A non-invasive measurement of arterial wall atherosclerosis

By Thaddeus Chodakauskas BS RDMS and Steve Feinstein MD FACC

Photo: A non-invasive measurement of arterial wall atherosclerosis

Non-invasive ultrasound imaging techniques continue to provide a major role in diagnosis and management of patients with cardiovascular disease. The early presence of atherosclerosis predates major clinical events such as myocardial infarction and stroke. Over the last 17 years, the ultrasound-based measurement of carotid artery intima-media thickness (c-IMT) has become a standard for assessing arteriosclerosis and is recommended by the American Heart Association for the non-invasive assessment of cardiovascular risk. 

Carotid intima-media thickness is defined as the distance between the lumen-intima interface and the media-adventitia interface, which corresponds to the inner and outer echogenic lines seen on the B-mode ultrasound image. (Fig.1). Measurement of c-IMT is traditionally performed with the image of the carotid artery in the longitudinal axis, revealing the common carotid artery, the carotid bifurcation, and the internal and external carotid arteries. Although these measurements have been performed for years, significant variability exists when measuring the near wall due to technical and acoustic difficulties encountered when imaging the c-IMT of the near wall.

Due to those technical limitations, clinical measurement of c-IMT using B-mode ultrasound is often applied to the far (posterior) wall of the common carotid artery. With the development of non-invasive imaging technologies, ultrasound methods can be used to reliably measure intima-media thickness (IMT). This measurement serves a non-invasive marker of arterial wall atherosclerotic disease. Studies have found that, on average, based on gender and age, the intima-media thickness will increase 0.01-0.03mm per year. (See tables on historical clinical studies of c-IMT).

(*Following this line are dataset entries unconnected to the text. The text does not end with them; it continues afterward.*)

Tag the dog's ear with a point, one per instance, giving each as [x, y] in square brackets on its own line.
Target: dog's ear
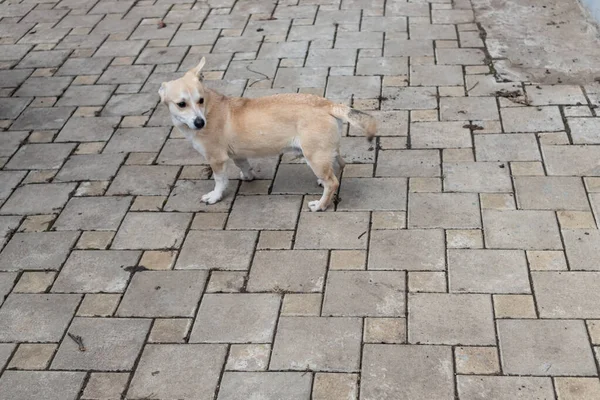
[198, 69]
[162, 91]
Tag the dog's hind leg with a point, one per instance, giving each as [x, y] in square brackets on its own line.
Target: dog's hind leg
[220, 174]
[246, 172]
[322, 166]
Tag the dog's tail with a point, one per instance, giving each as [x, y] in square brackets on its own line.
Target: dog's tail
[356, 118]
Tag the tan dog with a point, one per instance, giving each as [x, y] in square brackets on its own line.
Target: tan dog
[221, 128]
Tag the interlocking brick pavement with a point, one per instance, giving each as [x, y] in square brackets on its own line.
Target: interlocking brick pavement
[461, 260]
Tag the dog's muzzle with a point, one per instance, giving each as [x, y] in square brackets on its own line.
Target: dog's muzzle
[199, 123]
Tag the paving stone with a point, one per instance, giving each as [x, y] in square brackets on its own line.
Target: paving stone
[163, 294]
[270, 385]
[43, 86]
[36, 317]
[412, 98]
[288, 271]
[444, 210]
[317, 343]
[32, 356]
[408, 163]
[440, 318]
[236, 318]
[581, 246]
[407, 250]
[477, 360]
[37, 250]
[138, 230]
[143, 180]
[504, 387]
[360, 87]
[532, 119]
[551, 193]
[88, 129]
[439, 135]
[477, 177]
[501, 147]
[225, 250]
[248, 357]
[96, 271]
[48, 385]
[514, 306]
[386, 376]
[111, 344]
[488, 271]
[436, 75]
[577, 388]
[521, 229]
[364, 293]
[93, 213]
[105, 385]
[545, 347]
[567, 294]
[186, 196]
[264, 212]
[332, 230]
[571, 160]
[585, 130]
[364, 194]
[42, 118]
[92, 167]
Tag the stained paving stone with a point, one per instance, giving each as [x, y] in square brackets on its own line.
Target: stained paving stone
[364, 293]
[504, 387]
[88, 129]
[36, 317]
[386, 375]
[501, 147]
[488, 271]
[138, 230]
[444, 210]
[364, 194]
[440, 318]
[270, 385]
[288, 271]
[163, 294]
[173, 370]
[37, 251]
[318, 344]
[143, 180]
[521, 229]
[96, 272]
[551, 193]
[111, 344]
[413, 249]
[567, 294]
[332, 230]
[580, 246]
[50, 385]
[480, 177]
[236, 318]
[93, 213]
[545, 347]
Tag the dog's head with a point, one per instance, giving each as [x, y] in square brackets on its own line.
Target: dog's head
[185, 98]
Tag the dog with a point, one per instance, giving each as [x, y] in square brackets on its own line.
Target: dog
[222, 128]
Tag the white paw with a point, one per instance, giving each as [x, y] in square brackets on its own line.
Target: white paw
[212, 197]
[315, 205]
[248, 177]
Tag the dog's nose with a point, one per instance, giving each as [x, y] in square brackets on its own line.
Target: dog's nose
[199, 123]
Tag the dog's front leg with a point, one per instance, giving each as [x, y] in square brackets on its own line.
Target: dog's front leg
[220, 174]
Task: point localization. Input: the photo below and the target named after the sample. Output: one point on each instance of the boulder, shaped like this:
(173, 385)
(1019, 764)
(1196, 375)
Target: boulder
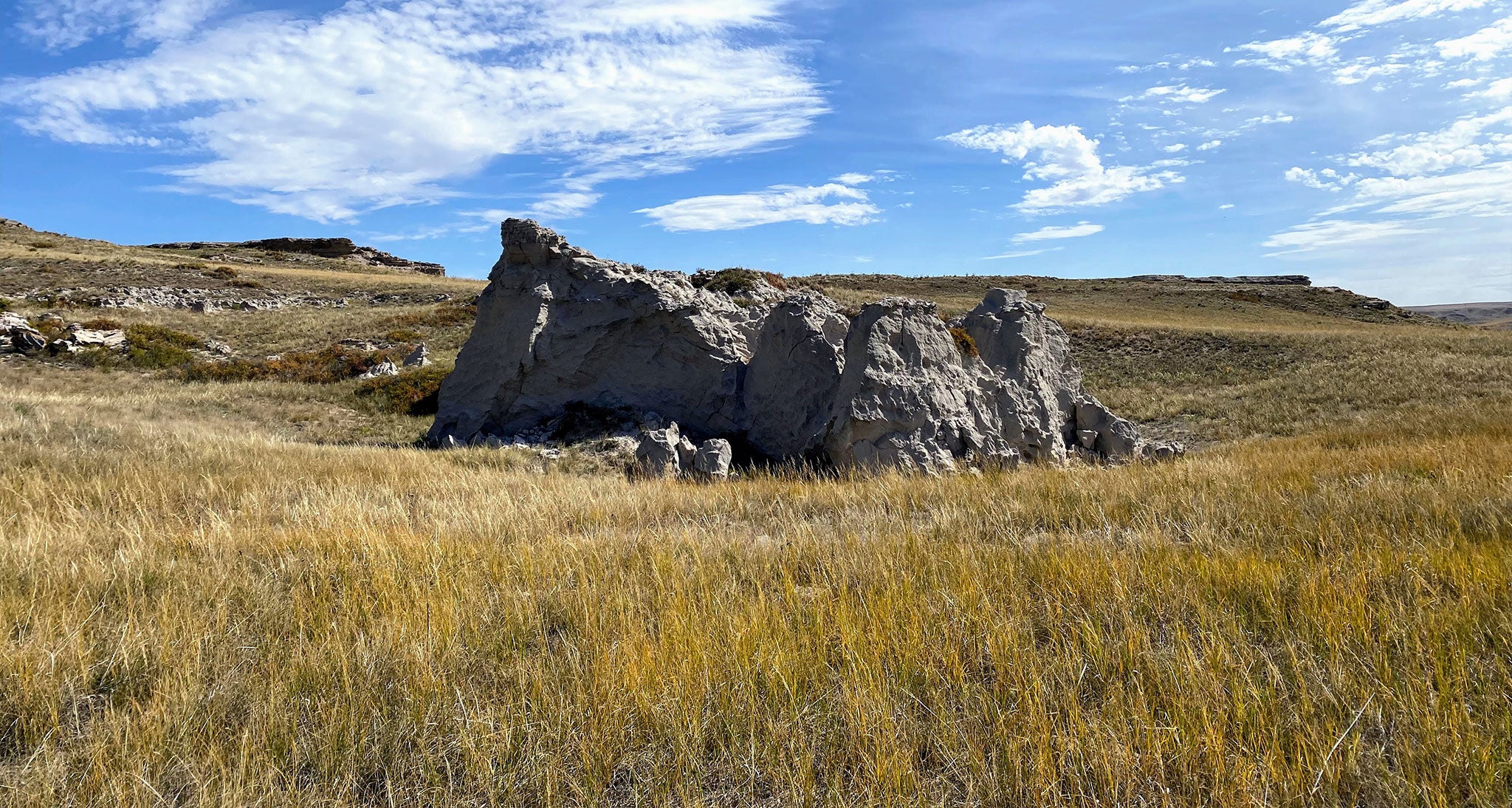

To perform these studies, radiographers/clinicians use high frequency (7, 10 or 12) MHz linear array transducers with the Vivid 7 Dimension and the Vivid i to efficiently acquire multiple c-IMT measurements within seconds. The semi-automated measurement for intima-media wall is simple, easy and takes less than four steps. The physician receives immediate results, which consist of these parameters: maximum, mean, average and number of data points examined. Using the software application, the c-IMT measurement can be exported directly to a worksheet and report page and, subsequently, placed in the patient’s medical record.

Imaging common carotid artery
• Maximise the depth selection and optimise the gain settings to visualise the posterior intima-media wall of the common carotid artery.
• Attempt to capture the common carotid artery with the jugular vein to improve visualisation of the anterior and posterior carotid walls.
Measuring c-IMT
• Identify a single frame during the end-diastolic phase between the P and Q wave off the ECG trace.
• Approximately 50-60 data points is an adequate sample when used to measure the intima-media thickness.
Performing IMT measurement on the Vivid 7 and Vivid i:
• Select Measurement key on the keyboard.
• Select from the measurement menu carotid folder, then CCA IMT, to identify the right or left carotid artery, then CCA IMT Post, for posterior wall.
• Position the IMT cursor above the intimated wall, then press select key to anchor the first cursor. Reposition the second cursor using the trackball then press select key to anchor the second cursor.
If the IMT measurement result is acceptable, select ‘Transfer’ in the measurement Carotid folder. The results will be displayed in the worksheet and in the final report.
The automated IMT package from Vivid 7/Vivid i: the benefits
• The measurement procedure is not operator dependent and not as time intensive compared with manual IMT measurements.
• The semi-automated technique simplifies the time taken to perform the measurement compared with manual measurement.
• The improved technology enhances c-IMT precision measurements and increases consistency and reliability of the results.
• The methodology is robust, reproducible and builds confidence among radiographers and physicians.